Fui incumbido de nesta manhã falar do mais novo livro de Adrino Aragão: Caderno do escritor. E também sobre o mais novo – e talvez o mais completo – estudo realizado sobre a obra deste autor: O conto à meia-luz, resultado de um estudo intitulado Marcas ficcionais no discurso mimético e minimalista de Adrino Aragão, do escritor e professor Joaquim Branco, mineiro de Cataguases, que o apresentou em 2010 no curso de Pós-Doutorado da Faculdade de Letras da UFRJ[2].

Agradeço, caro Adrino, a confiança em mim depositada.


Um pouco de teoria

Antes de falar dos livros, entretanto, discorrerei sobre este gênero literário muitas vezes incompreendido: o conto[3].

Definir o conto sempre foi questão controversa, desde que o Romantismo o consagrou como forma, embora sua gênese se estenda às narrativas mitológicas, na madrugada dos tempos. Para ficarmos num exemplo bem próximo, na apresentação de Papéis avulsos (1882), Machado de Assis escreveu: “Quanto ao gênero deles, não sei que diga que não seja inútil.” Eram narrativas curtas, contos típicos, com exceção de um, que se dividia em 13 capítulos: O alienista. Sem dúvida, as desventuras de Simão Bacamarte foram responsáveis por aquelas palavras de hesitação do mestre.

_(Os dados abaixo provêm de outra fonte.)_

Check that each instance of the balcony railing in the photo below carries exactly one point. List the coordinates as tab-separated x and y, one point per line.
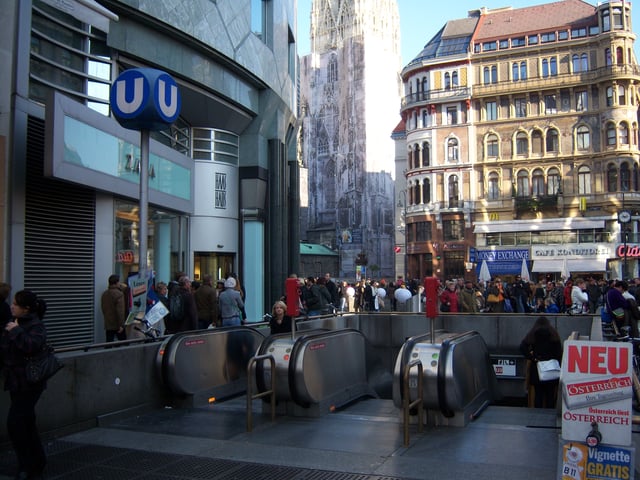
564	80
535	203
436	95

Uma frase de Mário de Andrade, no esquecido livro O empalhador de passarinhos (1944), tem sido usada à toa, para justificar equívocos: “Em verdade, sempre será conto aquilo que seu autor batizou com o nome de conto.”[4] Bobagem. O conto pode sim ser definido, desde que nos permitamos alguma abstração.

A palavra “conto” tem origem no vocábulo latino computus – cálculo, cômputo –, derivado do verbo computare, que, com o passar do tempo, adquiriu o sentido de “enumerar detalhes”, “contar detalhes”, evoluindo, a partir do século XVI, para o significado que hoje utilizamos: relatar, narrar. Mas o conto enquanto gênero é muito anterior, escondido em inúmeros nomes-disfarces: mito, lenda, fábula, caso, apólogo, parábola...

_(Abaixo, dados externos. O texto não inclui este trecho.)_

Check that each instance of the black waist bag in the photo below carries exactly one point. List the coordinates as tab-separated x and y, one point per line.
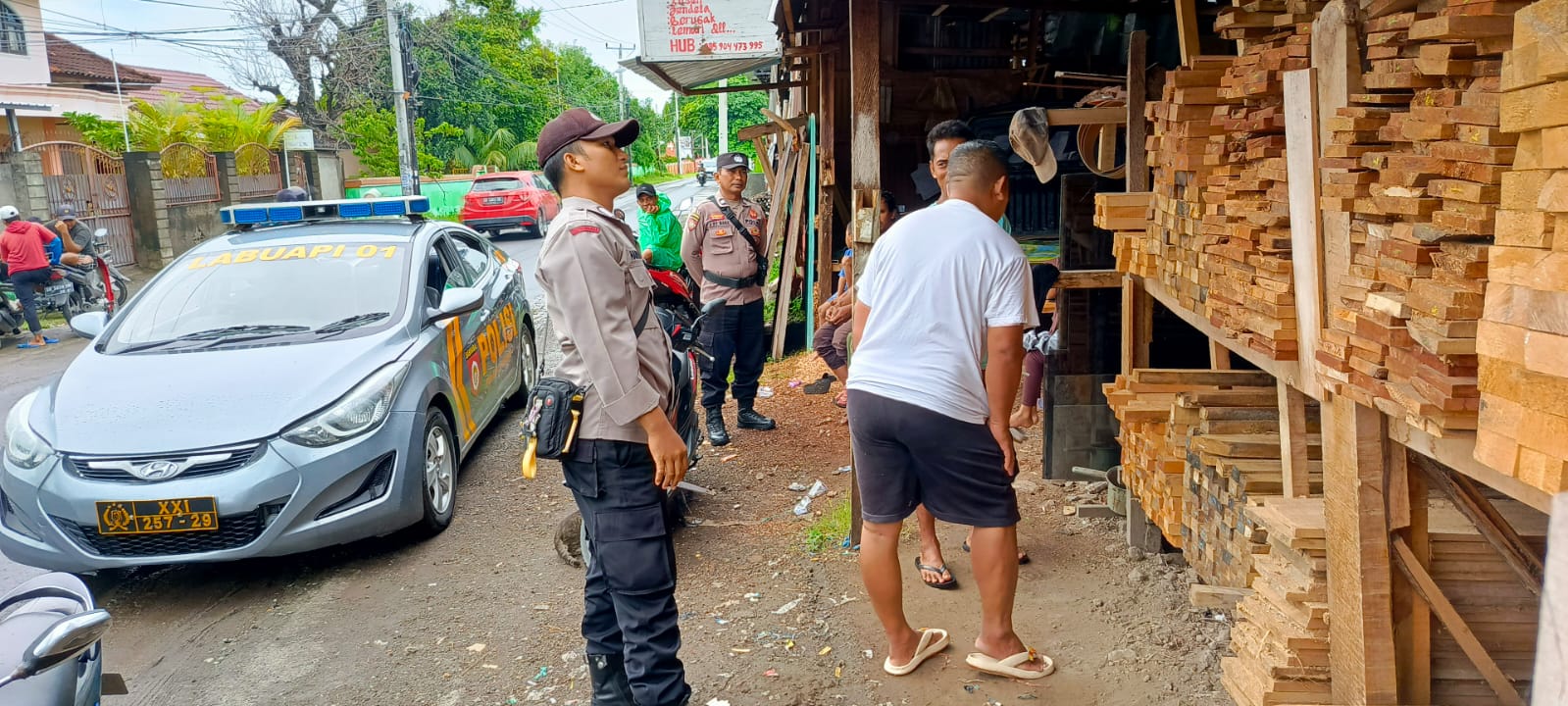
555	408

Apropriadamente chamado em inglês de short story, ou história curta, podemos definir o conto de forma muito simples, pois é a estrutura da imensa maioria das narrativas assim classificadas: o conto tem uma história bem definida, poucos personagens, tempo e ação muito concentrados, passados num só ambiente. Isso nos remete à tríplice unidade pretendida por Aristóteles: que a história narrada tenha uma ação bem definida, um só episódio, com poucas personagens; passe-se num tempo curto, fácil de mensurar; e que se passe num só ambiente ou lugar.

Algumas palavras precisam ser ditas sobre a linguagem do conto – e aqui estamos pensando nos contos desenvolvidos a partir do movimento romântico, no século XIX: narrativa concisa; ausência de digressões; economia de descrições; uso do diálogo, visando objetivar a narrativa. E ponto de vista único – narrativa em primeira pessoa ou por narrador onisciente ou observador.

Mais recentemente, uma nova modalidade de conto surgiu, a partir do conceito de minimalismo – redução ao mínimo dos recursos utilizados –, empregado mais usualmente nas artes plásticas e na música. Chamado de miniconto, microconto ou nanoconto, condensa de tal forma a expressão, que pode ser enunciado numa única frase. Esse radicalismo é uma alegoria do próprio desenvolvimento do conto ao longo dos séculos, em busca da síntese absoluta – ou da batida perfeita.

No meu blog Palavra do Fingidor publiquei dois livros de nanocontos integralmente: o meu Drops de pimenta e Conto, não-conto & outras inquietações, de Adrino Aragão, além de experiências de Allison Leão, com quem escrevi uma teoria do nanoconto, da qual vou poupá-los, por ser um tanto extensa. Relembro aqui apenas seu desfecho, citando Cortázar:

O romance ganha por pontos; o conto, por nocaute; o nanoconto é um tiro de bala dundum na mente do leitor incauto[5].




[1] Apresentação realizada na manhã de 23 de março de 2013, no Salão do Pensamento Amazônico, na Academia Amazonense de Letras. Publicado no n° 33 da Revista da AAL, em dezembro do mesmo ano.
[2] Apresentação dos livros Caderno do Escritor (Cataguases: Jaraqui, 2012) e O conto à meia luz (Cataguases: FUNCEC, 2010), feita na Academia Amazonense de Letras, na manhã do dia 23/03/2013.
[3] Utilizei trechos do meu livro O conto no Amazonas (Manaus: Valer, 2011. p. 7-13).
[4] Citado por Ênio Tavares, em Teoria Literária: 11ª ed., Belo Horizonte, Rio de Janeiro, Vila Rica Editoras Reunidas, 1996.